Rabies vaccine vehicle optimization for orotopical administration to wild vampire bats (Desmodus rotundus)

Abstract

Rabies vaccination of vampire bats (Desmodus rotundus) has been proposed as a superior control method to culling but has yet to be implemented. Success of rabies vaccination depends on a topical vehicle that spreads through a bat colony via allogrooming while additionally preserving vaccine immunogenicity. This work describes the in vitro and in vivo optimization of a new orotopical gel made with carboxymethyl cellulose (CMC) for rabies vaccine delivery to vampire bats. Physical properties three CMC formulations were compared to petroleum jelly, a commercial ointment, and glycerin jelly at 40 °C, 20 °C, and 0 °C using rheological tests. These tests indicate that CMC exhibits optimal properties for topical application to bats even at extreme temperatures possible during field vaccination. The in vitro stability of our raccoon poxviral-vectored rabies vaccine candidate within CMC was measured at time points up to 6 months at 40 °C, 23 °C, and 4 °C. CMC preserved vaccine titers after extended storage of CMC at 4 °C and short exposure at higher temperatures of potential vampire bat environments.
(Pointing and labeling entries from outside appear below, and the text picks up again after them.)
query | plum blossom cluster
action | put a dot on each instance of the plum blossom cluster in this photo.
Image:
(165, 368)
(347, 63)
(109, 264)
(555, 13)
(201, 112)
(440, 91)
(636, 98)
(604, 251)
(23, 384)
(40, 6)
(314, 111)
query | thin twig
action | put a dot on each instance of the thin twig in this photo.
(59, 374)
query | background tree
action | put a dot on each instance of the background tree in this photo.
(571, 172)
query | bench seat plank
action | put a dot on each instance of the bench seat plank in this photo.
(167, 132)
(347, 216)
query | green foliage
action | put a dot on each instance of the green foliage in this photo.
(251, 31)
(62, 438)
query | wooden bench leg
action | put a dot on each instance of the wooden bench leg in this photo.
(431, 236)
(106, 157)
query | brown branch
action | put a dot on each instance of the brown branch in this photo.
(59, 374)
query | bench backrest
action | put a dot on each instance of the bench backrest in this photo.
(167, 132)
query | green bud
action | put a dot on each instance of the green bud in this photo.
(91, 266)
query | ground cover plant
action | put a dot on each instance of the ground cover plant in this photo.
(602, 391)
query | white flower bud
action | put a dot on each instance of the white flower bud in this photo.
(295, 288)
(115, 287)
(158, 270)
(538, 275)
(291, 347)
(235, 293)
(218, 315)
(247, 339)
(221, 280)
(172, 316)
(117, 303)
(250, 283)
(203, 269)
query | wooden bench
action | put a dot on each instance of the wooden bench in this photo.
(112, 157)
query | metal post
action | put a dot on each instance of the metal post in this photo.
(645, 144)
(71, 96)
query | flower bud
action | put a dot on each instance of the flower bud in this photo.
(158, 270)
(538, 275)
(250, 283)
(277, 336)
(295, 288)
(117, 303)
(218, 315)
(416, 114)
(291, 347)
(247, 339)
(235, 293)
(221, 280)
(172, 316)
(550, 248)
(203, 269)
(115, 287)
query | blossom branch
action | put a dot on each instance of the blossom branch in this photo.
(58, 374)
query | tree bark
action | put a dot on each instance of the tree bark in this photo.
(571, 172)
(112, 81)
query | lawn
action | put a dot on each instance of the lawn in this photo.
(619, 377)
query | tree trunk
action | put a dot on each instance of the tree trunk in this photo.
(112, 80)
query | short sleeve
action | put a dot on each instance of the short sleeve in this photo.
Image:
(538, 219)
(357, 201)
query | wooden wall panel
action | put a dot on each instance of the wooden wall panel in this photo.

Autonomous transferability of our CMC vaccine delivery formulation was tested in three microchipped vampire bat colonies in rural Jalisco, Mexico. Intra-colony gel uptake using the fluorescent biomarkers rhodamine B and rhodamine 110 allowed differentiation of topical spread by adult females and adult males. In all three colonies, application of topical treatment of ∼15- 20% of the bat colony resulted in estimated uptake by 70-90% of the colony by Bayesian modeling. This study advances our rabies vaccination strategy for vampire bats by providing a topical vehicle suitable for field application that may additionally be employed for other significant bat diseases.